High Court inches toward comptroller in battle with IDF over October 7
The High Court of Justice is pressuring the IDF to negotiate with the State Comptroller over investigations into October 7 security failures.
The High Court of Justice is finally inching toward State Comptroller Matanyahu Englman’s side in his year-long battle with the IDF and Attorney-General Gali Baharav-Miara over the probing of failures related to October 7 and ongoing security problems.
In a hearing and decision on Monday, justices Noam Sohlberg, David Mintz, and Yael Willner gave the IDF three weeks to make more compromises with Englman, after which, if there is no deal between the sides, it is threatening to issue a binding decision.
This small progress comes after Englman himself took the unprecedented step of pleading to the justices in a classified hearing, as opposed to one of his lawyers speaking on his behalf.
It is incremental progress because three weeks is longer than the one week or even 24 hours the justices have given when they want to put pressure on a party, but it is also much less than the three months the justices provided for negotiations in July.
In mid-July, the court told the sides to negotiate and reach a deal by October 31.

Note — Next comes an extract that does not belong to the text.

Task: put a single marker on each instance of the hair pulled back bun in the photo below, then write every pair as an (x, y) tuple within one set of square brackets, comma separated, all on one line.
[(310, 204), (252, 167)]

This was such a long period of time that the military essentially ignored the comptroller, especially because from late July to late August, and again since mid-September, the Lebanon and Iran crises loomed larger.
High court pressures IDF
In July-August, the killing of Hezbollah chief Fuad Shukr and Hamas chief Ismail Haniyeh in Tehran took precedence; in mid-September, the IDF was busy decapitating much of Hezbollah, and on October 1, the Islamic Republic attacked Israel head-on.

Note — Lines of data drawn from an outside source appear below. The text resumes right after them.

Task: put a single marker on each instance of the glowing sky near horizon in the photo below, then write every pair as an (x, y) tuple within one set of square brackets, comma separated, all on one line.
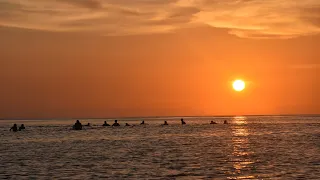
[(112, 58)]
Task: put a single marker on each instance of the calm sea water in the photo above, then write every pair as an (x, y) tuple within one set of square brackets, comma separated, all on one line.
[(268, 147)]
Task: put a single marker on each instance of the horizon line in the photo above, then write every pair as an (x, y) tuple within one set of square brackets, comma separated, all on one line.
[(149, 117)]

However, The Jerusalem Post understands that in his time with the judges, the comptroller helped convince them that his intentions to probe were pure and that if kept limited, it would not help Prime Minister Benjamin Netanyahu avoid a later state inquiry.
It could conceivably help fix some problematic issues. Publicizing information on security gaps related to the Nova festival, east Jerusalem, the drone threat, and other home front defense issues could potentially save lives in the future.
However, the High Court could always force the parties to engage in further negotiations once October 31 arrives.
Since August, it has been relatively clear that the latest version of the fight between IDF Chief of Staff Lt.-Gen. Herzi Halevi and Englman is not just over how busy the military is but also about who will determine the narrative of who is at fault for October 7.
Halevi has been worried that Englman will place all the blame on the IDF and leave Netanyahu relatively untouched, despite the prime minister being one of the fathers of the concept that maintaining a deterred Hamas in Gaza was a good plan. In any case, Halevi wants a broader state inquiry of Netanyahu and the government.
Englman has noted that, for better or for worse, Netanyahu is not allowing a state inquiry and that the country cannot afford to have had no independent, larger review of the disaster, even if a state inquiry might be better and could happen at some later, distant point.
The fight started back in January. From October 7 until then, Englman did not broach the issue of investigating the October 7 failures. As long as tens of thousands of IDF soldiers were fighting in northern Gaza, Khan Yunis, and southern and central Gaza, he knew that it would be problematic to try to move the issue forward.
However, as of January, the military claimed operational control of northern Gaza and alluded to being close to crushing Hamas in Khan Yunis (which it formally announced by early February).
Yet, when Englman pressed to open his probe, Halevi rebuked Englman, saying that there was still fighting going on in Gaza, that the IDF might undertake a new invasion, such as in Rafah, that there were still daily exchanges with Hezbollah, and that the question of establishing a more secure reality for northern residents could lead to a much larger conflict.
With all of these issues, he said that the military being subjected to probing by the comptroller would distract from the ongoing war.
Further, he noted that the comptroller had never probed the IDF mid-war and only afterward.
Englman retorted that he would focus on issues that wouldn’t require interviewing military commanders, such as security for the border villages, clearing the bodies of October 7 victims from the battlefield, and other such issues.
Englman further argued that the war was the longest Israel had fought since the War of Independence (1948–49), such that the country could not wait until an undetermined end date.
Halevi responded that it might make sense for Englman to carry out a probe, but not before the IDF carried out its own investigation.
But, from March until August, the military kept changing when it would publish its findings. In August, it decided to indefinitely delay publishing the probes, though it had committed to publishing them first in June and then in August.
There are still no near-term plans to publish the probes.
In fairness to the military, it agreed to probes on four side issues – up from two – and then up to six side issues up from four.
In fairness to the comptroller, he has agreed to hold back for longer some major issues. At the same time, he has insisted on covering 10 issues, four of which are somewhat major and which the IDF has not agreed to.
The IDF has said that the current crisis with Hezbollah and Iran leaves it too distracted to cooperate with Englman, but the comptroller may have started to convince the justices on Monday that a year into the war, the excuse of being too busy may have become too open-ended.